Answer deleted

Notice that the water is distributed EVENLY. This is not possible and the answer is 2. Diego17 wrote: a gives 1L to b, 2L to c;

As mentioned above, the answer is 2. Construction: Arrange the guests in a row, and let two people be friends iff they are next to each other. n even: Let the guests have 0, 1, 2, ..., n-3, n-2, (n-1)/2 litres of water respectively (note that the last value is not an integer, so it doesn't overlap with any of the previous ones) n odd: Let the guests have 0.5, 2, 3, ..., n-2, n-1, n/2 litres of water respectively (again, n/2 is not an integer). Bound: We shall show that there is a guest who ends up with less water than they started with. Suppose otherwise. Consider the value (starting amount of water)/(number of friends) for each guest; pick any guest who maximises this; let his (starting amount of water)/(number of friends) be M. Then he receives at most M litres of water from each friend, and so his amount of water does not increase.

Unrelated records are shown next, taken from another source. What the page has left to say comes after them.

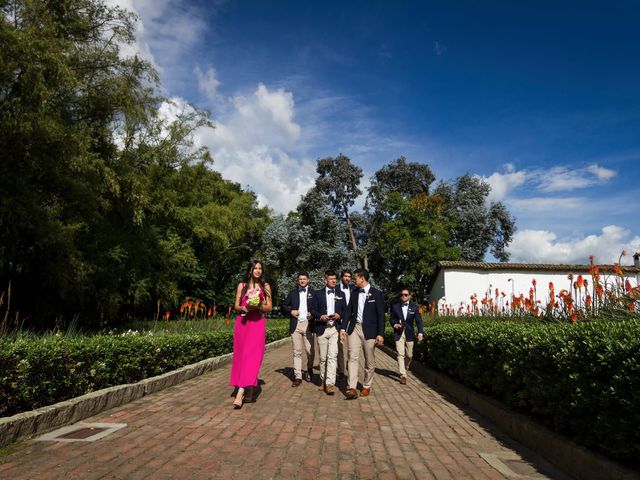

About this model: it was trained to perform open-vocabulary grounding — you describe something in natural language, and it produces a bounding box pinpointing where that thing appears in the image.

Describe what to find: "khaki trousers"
[396,331,413,376]
[338,338,349,376]
[348,323,376,389]
[316,327,340,385]
[291,320,316,379]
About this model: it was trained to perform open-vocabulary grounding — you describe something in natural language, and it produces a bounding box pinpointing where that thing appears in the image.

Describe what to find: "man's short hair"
[353,268,369,282]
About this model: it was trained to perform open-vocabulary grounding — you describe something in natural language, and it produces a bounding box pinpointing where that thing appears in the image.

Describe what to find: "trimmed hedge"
[391,320,640,467]
[0,325,289,416]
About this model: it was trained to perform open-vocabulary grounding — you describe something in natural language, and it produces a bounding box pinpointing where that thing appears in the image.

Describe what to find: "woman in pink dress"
[229,260,272,409]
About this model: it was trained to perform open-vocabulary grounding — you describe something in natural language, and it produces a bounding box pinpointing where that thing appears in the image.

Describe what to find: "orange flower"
[613,263,624,277]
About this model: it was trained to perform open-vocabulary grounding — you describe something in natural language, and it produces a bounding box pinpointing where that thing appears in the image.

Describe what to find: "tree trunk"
[342,204,366,268]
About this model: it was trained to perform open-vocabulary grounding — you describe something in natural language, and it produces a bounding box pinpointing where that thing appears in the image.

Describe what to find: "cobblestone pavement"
[0,345,567,480]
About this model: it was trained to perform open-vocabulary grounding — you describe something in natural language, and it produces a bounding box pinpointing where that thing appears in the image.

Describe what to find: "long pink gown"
[229,292,267,388]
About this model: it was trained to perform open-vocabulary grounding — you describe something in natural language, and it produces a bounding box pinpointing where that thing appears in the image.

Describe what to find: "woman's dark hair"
[242,260,267,297]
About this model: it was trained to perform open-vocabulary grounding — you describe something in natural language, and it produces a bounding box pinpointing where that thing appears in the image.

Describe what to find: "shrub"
[0,323,289,416]
[390,320,640,466]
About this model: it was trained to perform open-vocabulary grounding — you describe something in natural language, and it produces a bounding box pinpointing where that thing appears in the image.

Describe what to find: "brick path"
[0,345,567,480]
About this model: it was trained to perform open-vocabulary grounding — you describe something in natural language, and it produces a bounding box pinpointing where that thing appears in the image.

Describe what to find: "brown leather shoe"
[345,388,358,400]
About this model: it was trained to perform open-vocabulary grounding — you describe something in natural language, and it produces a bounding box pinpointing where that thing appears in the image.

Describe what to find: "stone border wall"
[0,337,291,447]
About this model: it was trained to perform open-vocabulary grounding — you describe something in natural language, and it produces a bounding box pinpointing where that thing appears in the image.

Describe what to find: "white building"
[429,253,640,316]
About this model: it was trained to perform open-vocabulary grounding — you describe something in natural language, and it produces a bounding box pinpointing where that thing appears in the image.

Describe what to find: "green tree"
[312,154,366,267]
[437,174,516,262]
[372,192,459,301]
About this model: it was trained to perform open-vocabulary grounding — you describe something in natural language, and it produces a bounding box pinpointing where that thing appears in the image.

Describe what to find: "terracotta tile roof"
[435,260,640,274]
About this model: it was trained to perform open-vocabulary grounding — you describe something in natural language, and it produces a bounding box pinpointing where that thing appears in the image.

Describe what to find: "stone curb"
[0,337,291,447]
[380,345,640,480]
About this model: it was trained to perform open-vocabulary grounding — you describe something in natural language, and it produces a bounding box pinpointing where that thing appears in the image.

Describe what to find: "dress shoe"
[244,387,254,403]
[345,388,358,400]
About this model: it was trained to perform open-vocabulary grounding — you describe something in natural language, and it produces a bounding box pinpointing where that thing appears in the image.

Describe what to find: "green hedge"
[0,324,289,416]
[384,320,640,466]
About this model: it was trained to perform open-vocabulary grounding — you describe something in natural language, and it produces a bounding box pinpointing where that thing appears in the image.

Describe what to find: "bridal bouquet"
[247,288,262,310]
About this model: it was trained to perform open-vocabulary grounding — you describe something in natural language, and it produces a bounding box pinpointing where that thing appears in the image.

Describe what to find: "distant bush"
[388,320,640,466]
[0,322,289,416]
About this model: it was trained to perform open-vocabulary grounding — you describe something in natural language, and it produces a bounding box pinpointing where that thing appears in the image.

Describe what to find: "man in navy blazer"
[282,272,315,387]
[389,288,424,385]
[311,270,349,395]
[340,268,385,399]
[338,270,356,377]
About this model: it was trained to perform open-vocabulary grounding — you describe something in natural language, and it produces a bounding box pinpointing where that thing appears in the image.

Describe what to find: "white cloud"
[190,84,315,213]
[533,164,616,192]
[105,0,207,83]
[587,163,617,181]
[508,225,640,264]
[193,66,221,103]
[481,169,527,202]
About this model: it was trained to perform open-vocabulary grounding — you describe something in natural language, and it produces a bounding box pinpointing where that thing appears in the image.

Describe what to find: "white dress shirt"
[298,287,309,322]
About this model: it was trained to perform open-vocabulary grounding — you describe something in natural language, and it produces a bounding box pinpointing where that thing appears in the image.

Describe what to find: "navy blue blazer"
[282,285,313,333]
[342,287,385,340]
[336,282,357,305]
[389,302,424,342]
[311,287,349,335]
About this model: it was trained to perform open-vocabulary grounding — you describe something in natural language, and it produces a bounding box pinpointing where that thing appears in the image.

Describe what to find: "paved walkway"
[0,345,566,480]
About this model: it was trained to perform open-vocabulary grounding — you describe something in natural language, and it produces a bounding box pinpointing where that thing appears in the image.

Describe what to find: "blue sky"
[108,0,640,263]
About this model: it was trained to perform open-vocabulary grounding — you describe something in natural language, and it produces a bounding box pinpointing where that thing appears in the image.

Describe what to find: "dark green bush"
[384,320,640,466]
[0,324,289,416]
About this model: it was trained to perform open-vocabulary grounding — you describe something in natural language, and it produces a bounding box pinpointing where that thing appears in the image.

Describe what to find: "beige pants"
[396,331,413,376]
[291,320,316,379]
[348,323,376,389]
[317,327,340,385]
[338,338,349,375]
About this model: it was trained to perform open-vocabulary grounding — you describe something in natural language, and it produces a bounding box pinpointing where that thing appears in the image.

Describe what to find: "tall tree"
[263,189,354,295]
[373,192,459,301]
[437,174,516,262]
[313,154,366,267]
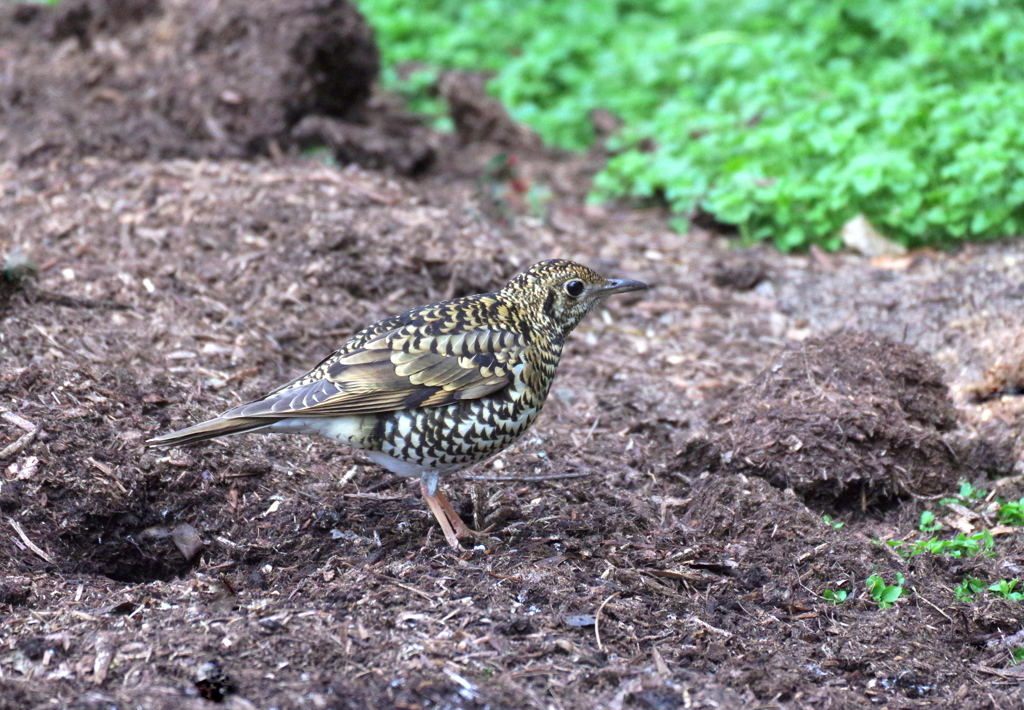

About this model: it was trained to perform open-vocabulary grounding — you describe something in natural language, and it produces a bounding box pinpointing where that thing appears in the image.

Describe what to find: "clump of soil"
[680,332,977,508]
[0,0,380,164]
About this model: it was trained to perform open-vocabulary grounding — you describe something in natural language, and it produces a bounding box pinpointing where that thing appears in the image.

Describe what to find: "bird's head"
[501,259,647,335]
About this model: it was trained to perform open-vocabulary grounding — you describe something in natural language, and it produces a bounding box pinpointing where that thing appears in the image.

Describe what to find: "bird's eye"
[565,279,587,298]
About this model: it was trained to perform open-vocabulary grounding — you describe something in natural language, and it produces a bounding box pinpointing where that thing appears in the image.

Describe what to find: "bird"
[146,259,647,549]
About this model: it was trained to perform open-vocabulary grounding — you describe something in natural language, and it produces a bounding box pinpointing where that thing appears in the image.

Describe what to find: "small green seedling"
[888,530,995,557]
[821,515,846,530]
[988,579,1024,601]
[999,498,1024,526]
[821,589,850,607]
[918,510,942,533]
[866,572,904,609]
[953,577,985,601]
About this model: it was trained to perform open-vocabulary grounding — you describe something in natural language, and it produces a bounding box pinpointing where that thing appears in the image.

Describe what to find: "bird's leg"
[420,481,466,550]
[434,491,490,538]
[420,471,485,550]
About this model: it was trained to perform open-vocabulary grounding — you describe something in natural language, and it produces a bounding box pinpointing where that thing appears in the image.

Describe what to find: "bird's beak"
[595,279,647,297]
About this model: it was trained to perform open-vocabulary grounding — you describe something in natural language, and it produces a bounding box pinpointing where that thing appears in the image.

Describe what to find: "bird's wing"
[221,327,529,419]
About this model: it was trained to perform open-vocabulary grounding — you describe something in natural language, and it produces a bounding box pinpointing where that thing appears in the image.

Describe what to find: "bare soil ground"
[0,0,1024,710]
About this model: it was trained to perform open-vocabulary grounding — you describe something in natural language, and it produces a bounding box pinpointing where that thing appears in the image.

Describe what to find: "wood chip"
[7,519,53,565]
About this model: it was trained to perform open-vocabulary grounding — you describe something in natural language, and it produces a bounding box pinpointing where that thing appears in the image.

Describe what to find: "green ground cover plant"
[864,572,904,609]
[359,0,1024,249]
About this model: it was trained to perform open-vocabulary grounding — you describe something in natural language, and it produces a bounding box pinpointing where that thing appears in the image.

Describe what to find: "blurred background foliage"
[358,0,1024,249]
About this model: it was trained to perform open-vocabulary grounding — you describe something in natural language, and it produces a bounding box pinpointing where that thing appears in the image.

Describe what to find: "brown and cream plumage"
[148,259,647,547]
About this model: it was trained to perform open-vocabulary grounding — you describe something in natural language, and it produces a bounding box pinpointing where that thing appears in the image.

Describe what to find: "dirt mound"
[680,332,991,507]
[0,0,380,164]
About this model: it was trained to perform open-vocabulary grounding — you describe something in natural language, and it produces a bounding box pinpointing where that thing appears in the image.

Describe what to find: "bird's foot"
[421,484,494,550]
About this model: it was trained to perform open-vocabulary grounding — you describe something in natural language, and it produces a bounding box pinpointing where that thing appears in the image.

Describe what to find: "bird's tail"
[145,417,276,449]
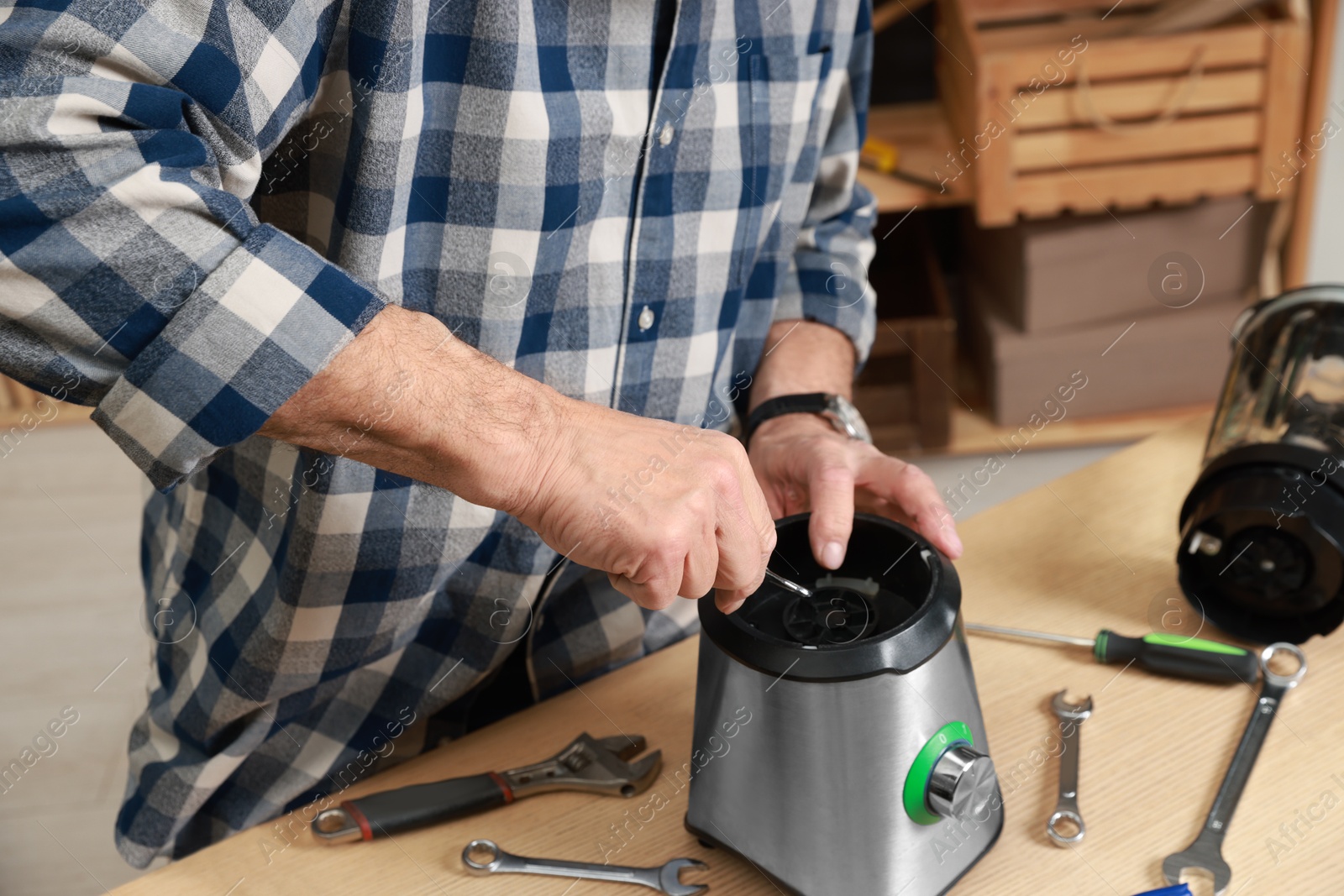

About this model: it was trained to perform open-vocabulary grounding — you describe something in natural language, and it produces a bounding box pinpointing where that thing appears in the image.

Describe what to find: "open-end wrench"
[462,840,710,896]
[1163,641,1306,896]
[1046,690,1091,846]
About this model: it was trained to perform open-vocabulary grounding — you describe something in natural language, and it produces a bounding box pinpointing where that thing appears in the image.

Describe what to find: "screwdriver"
[966,622,1259,684]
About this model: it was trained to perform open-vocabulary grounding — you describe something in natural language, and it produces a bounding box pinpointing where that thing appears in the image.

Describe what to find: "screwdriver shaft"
[966,622,1097,649]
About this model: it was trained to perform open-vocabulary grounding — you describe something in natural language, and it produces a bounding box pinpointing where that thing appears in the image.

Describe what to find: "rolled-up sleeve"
[0,0,385,489]
[774,3,878,372]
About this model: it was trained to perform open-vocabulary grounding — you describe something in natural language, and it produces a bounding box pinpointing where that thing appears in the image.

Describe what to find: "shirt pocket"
[732,47,831,287]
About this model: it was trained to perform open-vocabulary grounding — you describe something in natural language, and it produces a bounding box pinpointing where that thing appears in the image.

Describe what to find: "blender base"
[681,800,1004,896]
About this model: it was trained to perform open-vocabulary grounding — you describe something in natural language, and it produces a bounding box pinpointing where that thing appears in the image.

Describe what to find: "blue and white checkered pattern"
[0,0,875,867]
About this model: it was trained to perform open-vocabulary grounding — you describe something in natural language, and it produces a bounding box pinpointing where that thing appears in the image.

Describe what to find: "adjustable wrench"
[462,840,710,896]
[313,733,663,844]
[1163,641,1306,896]
[1046,690,1091,846]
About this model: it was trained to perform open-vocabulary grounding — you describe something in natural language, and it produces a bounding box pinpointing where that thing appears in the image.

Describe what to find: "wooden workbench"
[117,418,1344,896]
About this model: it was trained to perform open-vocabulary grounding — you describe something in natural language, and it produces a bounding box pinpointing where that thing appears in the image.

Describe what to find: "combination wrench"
[462,840,710,896]
[1163,641,1306,896]
[1046,690,1091,846]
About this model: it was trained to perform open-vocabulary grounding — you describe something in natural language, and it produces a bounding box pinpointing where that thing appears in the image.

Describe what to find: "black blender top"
[699,513,961,681]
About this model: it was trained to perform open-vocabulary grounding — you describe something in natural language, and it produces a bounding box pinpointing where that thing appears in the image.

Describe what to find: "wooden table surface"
[116,418,1344,896]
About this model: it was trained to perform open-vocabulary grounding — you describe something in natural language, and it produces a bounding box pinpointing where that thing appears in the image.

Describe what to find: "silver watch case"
[822,395,872,445]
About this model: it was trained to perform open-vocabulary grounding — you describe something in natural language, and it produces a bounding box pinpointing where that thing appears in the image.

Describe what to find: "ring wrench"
[1046,690,1091,846]
[462,840,710,896]
[1163,641,1306,896]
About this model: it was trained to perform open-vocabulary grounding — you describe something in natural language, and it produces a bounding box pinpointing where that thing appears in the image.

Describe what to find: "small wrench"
[1163,641,1306,896]
[1046,690,1091,846]
[462,840,710,896]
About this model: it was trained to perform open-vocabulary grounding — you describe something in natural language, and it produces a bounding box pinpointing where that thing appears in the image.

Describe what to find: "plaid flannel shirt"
[0,0,875,867]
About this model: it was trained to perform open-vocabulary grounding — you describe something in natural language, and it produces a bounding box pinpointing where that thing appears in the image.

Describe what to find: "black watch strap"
[742,392,828,445]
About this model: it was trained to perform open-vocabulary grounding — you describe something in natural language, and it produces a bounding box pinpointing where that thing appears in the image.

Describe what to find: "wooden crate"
[936,0,1309,227]
[853,215,957,451]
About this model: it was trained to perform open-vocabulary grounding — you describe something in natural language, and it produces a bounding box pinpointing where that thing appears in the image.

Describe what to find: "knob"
[929,744,997,818]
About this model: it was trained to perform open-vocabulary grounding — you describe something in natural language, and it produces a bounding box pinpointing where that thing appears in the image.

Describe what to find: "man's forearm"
[260,305,567,511]
[751,320,855,410]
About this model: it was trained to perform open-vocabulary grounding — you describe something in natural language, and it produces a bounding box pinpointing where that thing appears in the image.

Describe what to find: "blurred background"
[0,0,1344,894]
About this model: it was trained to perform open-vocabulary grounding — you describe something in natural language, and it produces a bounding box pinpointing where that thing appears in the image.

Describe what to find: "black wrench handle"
[1205,683,1288,840]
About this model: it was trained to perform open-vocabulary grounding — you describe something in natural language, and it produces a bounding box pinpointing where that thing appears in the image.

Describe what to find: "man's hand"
[513,401,775,610]
[260,305,775,609]
[750,321,961,569]
[751,414,961,569]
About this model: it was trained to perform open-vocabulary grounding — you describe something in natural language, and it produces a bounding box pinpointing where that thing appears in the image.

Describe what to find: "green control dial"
[900,721,995,825]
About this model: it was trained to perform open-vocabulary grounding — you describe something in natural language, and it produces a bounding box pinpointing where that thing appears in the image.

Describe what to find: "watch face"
[827,395,872,445]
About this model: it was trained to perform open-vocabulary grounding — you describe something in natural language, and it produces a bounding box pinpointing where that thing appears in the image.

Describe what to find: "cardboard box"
[963,196,1273,333]
[966,281,1246,426]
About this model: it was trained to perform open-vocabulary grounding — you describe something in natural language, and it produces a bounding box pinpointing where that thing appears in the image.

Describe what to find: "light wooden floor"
[0,423,161,896]
[0,423,1156,896]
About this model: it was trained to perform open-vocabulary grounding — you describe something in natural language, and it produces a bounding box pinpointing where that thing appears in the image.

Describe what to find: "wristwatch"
[742,392,872,445]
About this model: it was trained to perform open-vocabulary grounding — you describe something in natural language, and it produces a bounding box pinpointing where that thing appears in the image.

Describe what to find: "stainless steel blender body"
[685,515,1003,896]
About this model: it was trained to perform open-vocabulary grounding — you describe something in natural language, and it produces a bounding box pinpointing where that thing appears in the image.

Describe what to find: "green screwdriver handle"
[1093,629,1259,685]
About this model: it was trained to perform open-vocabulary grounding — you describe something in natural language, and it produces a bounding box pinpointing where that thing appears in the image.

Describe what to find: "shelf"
[872,403,1214,459]
[858,102,974,212]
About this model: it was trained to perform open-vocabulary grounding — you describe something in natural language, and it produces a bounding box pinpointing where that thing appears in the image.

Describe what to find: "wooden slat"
[979,23,1268,87]
[1015,69,1265,132]
[966,60,1016,227]
[1016,153,1259,215]
[1012,112,1262,173]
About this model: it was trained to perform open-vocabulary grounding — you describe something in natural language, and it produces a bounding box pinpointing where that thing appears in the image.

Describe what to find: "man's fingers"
[808,445,853,569]
[858,455,963,560]
[606,572,681,610]
[677,521,723,600]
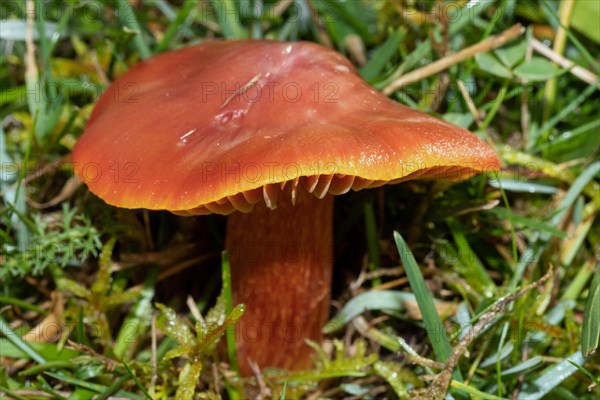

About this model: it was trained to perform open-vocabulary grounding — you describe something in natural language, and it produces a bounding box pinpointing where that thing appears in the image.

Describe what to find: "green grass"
[0,0,600,399]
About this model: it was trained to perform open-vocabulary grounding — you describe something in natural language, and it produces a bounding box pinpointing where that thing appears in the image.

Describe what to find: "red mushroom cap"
[73,40,499,214]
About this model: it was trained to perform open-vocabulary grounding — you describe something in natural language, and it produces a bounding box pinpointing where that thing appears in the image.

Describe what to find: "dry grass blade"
[530,39,600,89]
[383,24,525,96]
[422,266,554,400]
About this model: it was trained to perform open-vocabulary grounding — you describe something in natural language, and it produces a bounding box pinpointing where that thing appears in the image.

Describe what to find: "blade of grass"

For equality to hold, all his friends must also have (starting amount of water)/(number of friends) equal to M. Repeating this argument for each of them, we get that everyone in this connected component in the friendship graph has (starting amount of water)/(number of friends) equal to M. Applying Euler's Handshaking Lemma on this connected component, two people have the same number of friends, and so the same starting amount of water, contradiction. Since the total amount of water is invariant, someone also ends up with more water than they started with. Hence, at least 2 people don't end up with the same amount of water they started with.